David: What are the biggest challenges you face going forward?
Carlo: Never stop! Carrying on looking forward, keeping the correct the approach, passion and energy!
David: Looking back, what fabric development, research or invention are you probably the most pleased with?
Carlo: It’s not a textile that makes me the most proud. In June this year, to celebrate the brand’s anniversary, we produced STONE ISLAND 30 a 3 week long retrospective exhibition in Florence in collaboration with the Pitti Discovery Foundation.
David: Can you describe the exhibition?
Carlo: It was arrange within the amazing Stazione Leopolda, a 2,500 square meter dismissed mid-19th century train station. The exhibition included over 200 pieces from the archives, divided in 10 thematic areas representing the innumerable treatments, tests and processes that were required to create them.
Entering and walking through the exhibition, to me, was very emotional. I saw the continuity and coherency within the Stone Island brand very clearly. It made me feel really proud.

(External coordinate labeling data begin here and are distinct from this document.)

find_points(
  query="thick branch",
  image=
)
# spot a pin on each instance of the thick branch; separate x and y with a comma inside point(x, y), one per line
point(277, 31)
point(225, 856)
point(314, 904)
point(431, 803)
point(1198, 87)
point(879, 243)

David: Do you see Stone Island as a fashion house? How do you define the brand?
Carlo: We feel closer to the industrial design world rather than the fashion industry. Our garments are conceived as design items, wherein functionality and research are fundamental. We look to fashion in a lateral way, driven by different stimulus. Stone Island is research, experimentation, function and use. It’s a sportswear brand that carries on an ongoing investigation, thorough and without frontiers, on the processing and ennobling of fibres and textiles, leading to find materials and production techniques never used before within the clothing industry.
David: Do you’ve an all-time favourite Stone Island piece?Carlo: No, I can’t choose but every season I’ve my very own knit piece they ‘re called the ‘President Knits they are full zip knits that you could wear as a jacket, as all of them have a protective detachable lining inside. Season after season we implement them with different materials and technologies.
David: What’s development process like?
Carlo: We do tests on dyeing and treatments in our internal colour laboratory. It’s a department able to combine advanced technology, experience and human knowledge, and it has developed more than 60,000 different dyeing recipes throughout the years. We study the uniform and the workwear world. Our archive is a robust point of reference. I believe that the insatiable curiosity of sounding the current and the tension towards possible futurescenarios are the conditions for Stone Island’s continuous evolution.
David: In your opinion, what’s the following step in fabric research, where do we go from here?
Carlo: We’re studying materials used in the car industry. This is without doubt one of the possible future scenarios.